In a social order where civil society has insulated itself against incursions from political society to the extent of appearing to be a nation within the nation, it is not surprising that reservations – a provision that responds, in its own small way, to the fact of discrimination – have become the battleground where unresolved questions about India’s political identity are being raised again. We must see the battle over reservations as only the most visible site of contestation and renegotiation of the political covenant, behind which lie a whole host of localised, inchoate, mutually contradictory struggles imbued with confidence and energy and optimism in the face of despair, struggles that are reshaping the Indian polity at the base in ways that we are yet to come to grips with.
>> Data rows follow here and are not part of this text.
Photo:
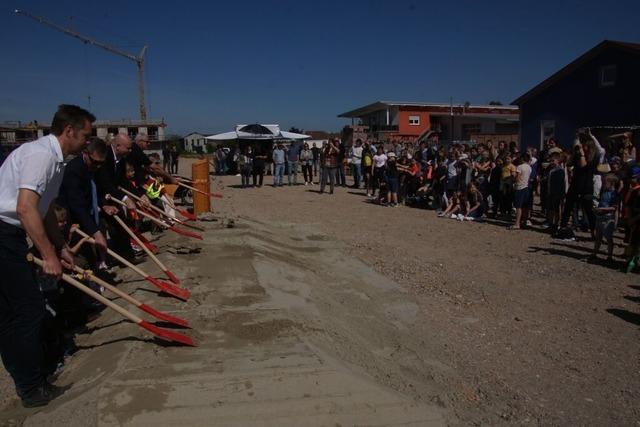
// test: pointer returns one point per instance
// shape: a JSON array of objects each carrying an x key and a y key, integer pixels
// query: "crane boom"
[{"x": 139, "y": 60}]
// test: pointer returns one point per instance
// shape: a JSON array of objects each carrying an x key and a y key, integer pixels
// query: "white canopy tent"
[{"x": 257, "y": 132}]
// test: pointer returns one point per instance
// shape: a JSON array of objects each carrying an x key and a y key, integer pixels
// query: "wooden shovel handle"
[
  {"x": 155, "y": 208},
  {"x": 125, "y": 296},
  {"x": 93, "y": 294},
  {"x": 126, "y": 228},
  {"x": 141, "y": 212},
  {"x": 113, "y": 254}
]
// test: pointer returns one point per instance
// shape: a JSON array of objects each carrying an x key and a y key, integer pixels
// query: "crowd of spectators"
[{"x": 583, "y": 187}]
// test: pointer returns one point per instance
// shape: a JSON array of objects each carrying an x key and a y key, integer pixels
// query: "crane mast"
[{"x": 139, "y": 59}]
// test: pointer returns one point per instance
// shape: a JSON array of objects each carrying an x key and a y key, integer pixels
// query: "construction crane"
[{"x": 139, "y": 60}]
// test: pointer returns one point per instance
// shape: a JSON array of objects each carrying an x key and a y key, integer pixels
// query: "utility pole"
[{"x": 139, "y": 60}]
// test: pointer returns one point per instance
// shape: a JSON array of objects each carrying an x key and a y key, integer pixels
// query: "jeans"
[
  {"x": 356, "y": 172},
  {"x": 220, "y": 167},
  {"x": 328, "y": 173},
  {"x": 340, "y": 175},
  {"x": 582, "y": 200},
  {"x": 21, "y": 313},
  {"x": 258, "y": 176},
  {"x": 246, "y": 174},
  {"x": 307, "y": 172},
  {"x": 278, "y": 173},
  {"x": 293, "y": 172}
]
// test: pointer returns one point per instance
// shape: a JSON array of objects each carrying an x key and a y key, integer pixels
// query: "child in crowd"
[
  {"x": 393, "y": 179},
  {"x": 62, "y": 308},
  {"x": 454, "y": 207},
  {"x": 378, "y": 170},
  {"x": 367, "y": 162},
  {"x": 495, "y": 178},
  {"x": 474, "y": 203},
  {"x": 633, "y": 220},
  {"x": 507, "y": 175},
  {"x": 555, "y": 190},
  {"x": 439, "y": 186},
  {"x": 606, "y": 216}
]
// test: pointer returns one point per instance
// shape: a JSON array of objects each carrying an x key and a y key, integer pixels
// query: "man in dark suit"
[
  {"x": 108, "y": 178},
  {"x": 78, "y": 192}
]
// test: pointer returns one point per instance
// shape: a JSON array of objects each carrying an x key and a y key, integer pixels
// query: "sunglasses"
[{"x": 94, "y": 161}]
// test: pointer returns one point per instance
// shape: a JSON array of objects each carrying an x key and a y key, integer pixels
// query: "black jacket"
[
  {"x": 75, "y": 195},
  {"x": 109, "y": 177}
]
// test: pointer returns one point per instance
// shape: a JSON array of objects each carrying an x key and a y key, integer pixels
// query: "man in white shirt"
[
  {"x": 523, "y": 173},
  {"x": 31, "y": 177},
  {"x": 356, "y": 162}
]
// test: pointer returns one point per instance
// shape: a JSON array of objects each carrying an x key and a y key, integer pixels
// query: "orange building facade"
[{"x": 389, "y": 121}]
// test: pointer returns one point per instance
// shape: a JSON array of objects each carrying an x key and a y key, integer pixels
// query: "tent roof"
[{"x": 257, "y": 132}]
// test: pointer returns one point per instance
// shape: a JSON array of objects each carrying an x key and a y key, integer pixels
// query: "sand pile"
[{"x": 290, "y": 332}]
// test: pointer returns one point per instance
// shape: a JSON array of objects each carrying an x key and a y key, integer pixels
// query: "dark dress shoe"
[{"x": 41, "y": 395}]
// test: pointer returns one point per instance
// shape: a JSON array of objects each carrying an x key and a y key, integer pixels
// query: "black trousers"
[
  {"x": 119, "y": 241},
  {"x": 307, "y": 172},
  {"x": 258, "y": 176},
  {"x": 583, "y": 200},
  {"x": 21, "y": 313}
]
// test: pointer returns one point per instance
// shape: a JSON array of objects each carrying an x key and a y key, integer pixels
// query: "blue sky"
[{"x": 213, "y": 64}]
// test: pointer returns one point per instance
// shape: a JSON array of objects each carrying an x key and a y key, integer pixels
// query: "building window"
[
  {"x": 547, "y": 130},
  {"x": 470, "y": 129},
  {"x": 608, "y": 75}
]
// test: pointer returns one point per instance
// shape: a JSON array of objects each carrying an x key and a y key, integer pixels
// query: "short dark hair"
[
  {"x": 97, "y": 146},
  {"x": 70, "y": 115}
]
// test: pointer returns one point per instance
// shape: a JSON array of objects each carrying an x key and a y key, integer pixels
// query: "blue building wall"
[{"x": 577, "y": 100}]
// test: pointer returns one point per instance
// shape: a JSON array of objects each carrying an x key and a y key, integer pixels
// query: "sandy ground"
[{"x": 327, "y": 310}]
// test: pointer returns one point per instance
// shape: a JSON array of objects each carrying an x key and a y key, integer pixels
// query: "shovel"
[
  {"x": 160, "y": 211},
  {"x": 144, "y": 307},
  {"x": 159, "y": 332},
  {"x": 156, "y": 219},
  {"x": 154, "y": 258},
  {"x": 165, "y": 287},
  {"x": 216, "y": 195}
]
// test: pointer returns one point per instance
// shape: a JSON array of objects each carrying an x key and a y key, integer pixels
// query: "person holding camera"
[
  {"x": 585, "y": 157},
  {"x": 330, "y": 166}
]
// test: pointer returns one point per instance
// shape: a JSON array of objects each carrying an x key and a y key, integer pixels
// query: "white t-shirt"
[
  {"x": 523, "y": 172},
  {"x": 380, "y": 160},
  {"x": 451, "y": 168},
  {"x": 356, "y": 155},
  {"x": 37, "y": 166}
]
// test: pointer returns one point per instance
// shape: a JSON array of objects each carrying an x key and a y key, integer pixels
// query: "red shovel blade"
[
  {"x": 172, "y": 277},
  {"x": 163, "y": 316},
  {"x": 187, "y": 214},
  {"x": 167, "y": 335},
  {"x": 153, "y": 248},
  {"x": 186, "y": 233},
  {"x": 170, "y": 289}
]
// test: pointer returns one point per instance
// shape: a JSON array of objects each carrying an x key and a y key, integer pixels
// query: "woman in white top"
[{"x": 378, "y": 167}]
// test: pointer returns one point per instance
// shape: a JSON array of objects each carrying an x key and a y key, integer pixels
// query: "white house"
[{"x": 195, "y": 142}]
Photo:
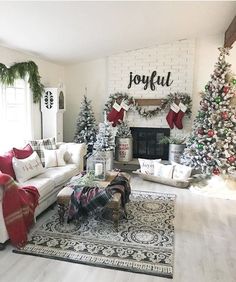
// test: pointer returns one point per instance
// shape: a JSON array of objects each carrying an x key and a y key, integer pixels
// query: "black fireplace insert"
[{"x": 146, "y": 143}]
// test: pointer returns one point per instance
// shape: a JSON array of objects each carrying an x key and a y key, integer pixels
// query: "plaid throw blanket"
[
  {"x": 88, "y": 199},
  {"x": 18, "y": 206}
]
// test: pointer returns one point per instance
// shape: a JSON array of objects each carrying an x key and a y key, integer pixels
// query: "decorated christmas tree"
[
  {"x": 86, "y": 127},
  {"x": 123, "y": 130},
  {"x": 105, "y": 139},
  {"x": 212, "y": 144}
]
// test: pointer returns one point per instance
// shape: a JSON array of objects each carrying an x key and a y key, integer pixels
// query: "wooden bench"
[{"x": 63, "y": 199}]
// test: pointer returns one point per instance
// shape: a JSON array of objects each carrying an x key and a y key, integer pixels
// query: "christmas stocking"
[
  {"x": 120, "y": 115},
  {"x": 174, "y": 109},
  {"x": 112, "y": 116},
  {"x": 180, "y": 115}
]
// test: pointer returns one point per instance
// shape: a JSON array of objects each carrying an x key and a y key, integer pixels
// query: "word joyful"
[{"x": 150, "y": 80}]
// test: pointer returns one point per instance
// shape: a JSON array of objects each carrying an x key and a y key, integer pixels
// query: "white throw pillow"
[
  {"x": 54, "y": 158},
  {"x": 74, "y": 152},
  {"x": 147, "y": 166},
  {"x": 27, "y": 168},
  {"x": 181, "y": 172},
  {"x": 162, "y": 170}
]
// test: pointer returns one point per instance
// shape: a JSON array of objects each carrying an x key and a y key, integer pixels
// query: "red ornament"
[
  {"x": 231, "y": 159},
  {"x": 216, "y": 171},
  {"x": 225, "y": 89},
  {"x": 200, "y": 131},
  {"x": 224, "y": 115},
  {"x": 210, "y": 133}
]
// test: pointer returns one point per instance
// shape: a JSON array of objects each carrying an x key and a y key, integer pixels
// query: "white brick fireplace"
[{"x": 177, "y": 58}]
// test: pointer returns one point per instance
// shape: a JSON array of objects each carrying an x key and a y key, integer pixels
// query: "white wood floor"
[{"x": 205, "y": 248}]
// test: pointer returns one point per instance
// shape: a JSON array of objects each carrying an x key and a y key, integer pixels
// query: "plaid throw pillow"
[{"x": 40, "y": 145}]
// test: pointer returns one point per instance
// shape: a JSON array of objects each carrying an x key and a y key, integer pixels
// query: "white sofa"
[{"x": 49, "y": 183}]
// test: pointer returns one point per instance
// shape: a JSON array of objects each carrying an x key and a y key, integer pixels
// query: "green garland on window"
[{"x": 19, "y": 71}]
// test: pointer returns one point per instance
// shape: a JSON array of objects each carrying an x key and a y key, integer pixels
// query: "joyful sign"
[{"x": 150, "y": 81}]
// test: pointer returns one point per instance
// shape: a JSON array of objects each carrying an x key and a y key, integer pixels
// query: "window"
[{"x": 15, "y": 115}]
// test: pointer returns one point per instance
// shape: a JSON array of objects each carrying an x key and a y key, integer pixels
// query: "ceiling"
[{"x": 69, "y": 32}]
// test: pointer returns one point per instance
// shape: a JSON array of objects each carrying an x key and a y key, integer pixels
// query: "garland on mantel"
[
  {"x": 143, "y": 111},
  {"x": 19, "y": 71}
]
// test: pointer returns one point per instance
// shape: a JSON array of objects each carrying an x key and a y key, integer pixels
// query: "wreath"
[
  {"x": 20, "y": 70},
  {"x": 177, "y": 97}
]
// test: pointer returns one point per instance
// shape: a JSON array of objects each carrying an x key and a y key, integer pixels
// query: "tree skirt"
[
  {"x": 216, "y": 187},
  {"x": 143, "y": 244}
]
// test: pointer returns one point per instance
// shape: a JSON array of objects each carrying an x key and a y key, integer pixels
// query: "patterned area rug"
[{"x": 143, "y": 244}]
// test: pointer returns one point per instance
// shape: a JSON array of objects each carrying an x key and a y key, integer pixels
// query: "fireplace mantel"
[{"x": 146, "y": 143}]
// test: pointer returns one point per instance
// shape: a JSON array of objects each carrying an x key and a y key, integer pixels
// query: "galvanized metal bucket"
[
  {"x": 124, "y": 149},
  {"x": 175, "y": 152}
]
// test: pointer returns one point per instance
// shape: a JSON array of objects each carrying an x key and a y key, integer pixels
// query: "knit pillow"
[
  {"x": 40, "y": 145},
  {"x": 54, "y": 157},
  {"x": 23, "y": 153},
  {"x": 147, "y": 166},
  {"x": 6, "y": 164},
  {"x": 27, "y": 168},
  {"x": 181, "y": 172}
]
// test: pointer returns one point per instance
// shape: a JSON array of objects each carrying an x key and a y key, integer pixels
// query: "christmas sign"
[{"x": 150, "y": 81}]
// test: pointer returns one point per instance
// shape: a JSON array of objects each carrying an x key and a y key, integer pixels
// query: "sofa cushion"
[
  {"x": 27, "y": 168},
  {"x": 23, "y": 153},
  {"x": 60, "y": 174},
  {"x": 44, "y": 185},
  {"x": 163, "y": 170},
  {"x": 74, "y": 152},
  {"x": 6, "y": 164},
  {"x": 54, "y": 158},
  {"x": 181, "y": 172},
  {"x": 147, "y": 166},
  {"x": 40, "y": 145}
]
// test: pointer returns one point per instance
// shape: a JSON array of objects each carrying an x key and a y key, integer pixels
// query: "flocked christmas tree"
[
  {"x": 105, "y": 139},
  {"x": 123, "y": 131},
  {"x": 86, "y": 127},
  {"x": 212, "y": 144}
]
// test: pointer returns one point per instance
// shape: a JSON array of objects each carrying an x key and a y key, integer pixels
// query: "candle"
[{"x": 98, "y": 169}]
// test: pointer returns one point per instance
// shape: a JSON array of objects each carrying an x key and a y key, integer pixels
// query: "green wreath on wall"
[
  {"x": 20, "y": 71},
  {"x": 143, "y": 111}
]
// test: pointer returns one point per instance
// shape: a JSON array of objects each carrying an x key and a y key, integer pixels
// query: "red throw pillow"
[
  {"x": 6, "y": 164},
  {"x": 23, "y": 153}
]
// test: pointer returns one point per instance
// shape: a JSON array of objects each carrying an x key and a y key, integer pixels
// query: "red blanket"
[{"x": 18, "y": 206}]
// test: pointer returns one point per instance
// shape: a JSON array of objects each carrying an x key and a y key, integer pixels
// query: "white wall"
[
  {"x": 94, "y": 75},
  {"x": 51, "y": 76},
  {"x": 176, "y": 57},
  {"x": 91, "y": 75}
]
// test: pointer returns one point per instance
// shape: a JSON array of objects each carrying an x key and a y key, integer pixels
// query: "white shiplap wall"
[{"x": 177, "y": 57}]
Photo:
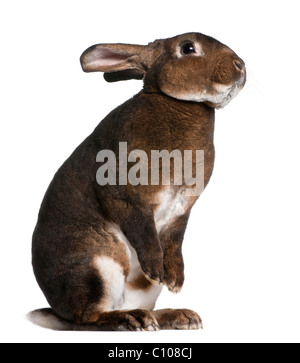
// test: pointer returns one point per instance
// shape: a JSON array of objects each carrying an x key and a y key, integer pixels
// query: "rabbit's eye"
[{"x": 187, "y": 48}]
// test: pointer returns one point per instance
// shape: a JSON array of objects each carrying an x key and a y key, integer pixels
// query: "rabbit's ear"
[{"x": 118, "y": 61}]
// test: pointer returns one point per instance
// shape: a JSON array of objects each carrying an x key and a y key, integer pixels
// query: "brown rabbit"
[{"x": 103, "y": 248}]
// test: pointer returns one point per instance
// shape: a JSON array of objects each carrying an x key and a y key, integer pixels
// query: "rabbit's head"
[{"x": 189, "y": 67}]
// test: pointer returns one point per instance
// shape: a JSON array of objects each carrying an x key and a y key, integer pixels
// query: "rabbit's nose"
[{"x": 239, "y": 64}]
1 Beyond PolicyThe debates that erupted in the wake of the so-called Mandal II can be the starting point for a critical engagement with the prevailing discourse. They remain within an academic-bureaucratic framework where the question of the right policy measures is already assumed to be the shared ground on which to stage the debate. They have differences about what policies should be adopted, but rarely do they question the assumption that what we have here is basically a question of policy.

It is significant that the “political” moment in which government policy is being addressed and proposals made, is that of the anti-reservation protests. Consequently, the only subjective interests that make an appearance in the discussion are those of the anti- reservationists. It is their sentiments that are acknowledged, and their political challenge that is read as grievance that needs accommodation and redressal in the policy recommendations. The rest are assumed to be passively available for slotting into various objectively defined categories of relative deprivation and eligibility for measures of positive discrimination. Thus an entire range of contributions is marked by one shared presupposition: that there exists a coherent and hegemonic political subject who is interested simultaneously in maintaining the standards of merit and excellence naturally assumed to be of primary interest to a majority, and rendering social justice to the rest (assumed to be a “minority”) through policies of positive discrimination.

In keeping with this strict policy orientation, these arguments rarely pause to question the categories such as majority and minority that are fundamental to the very possibility of such an orientation. While some have noted that the “general category” itself functions as reservation for the upper castes (Ghosh in the same issue of EPW), the political significance of the fact that this “majority” which is fabricated by negation and represented symbolically by the 50 per cent limit on reservations, is an artificial majority without demographic or political foundation, is rarely discussed. In such a context, merely suggesting policy reform with the no doubt laudable aim of defusing potential social conflicts, may also end up ignoring or burying under the carpet real political challenges to the prevailing order with potentially far-reaching and genuinely democratic consequences.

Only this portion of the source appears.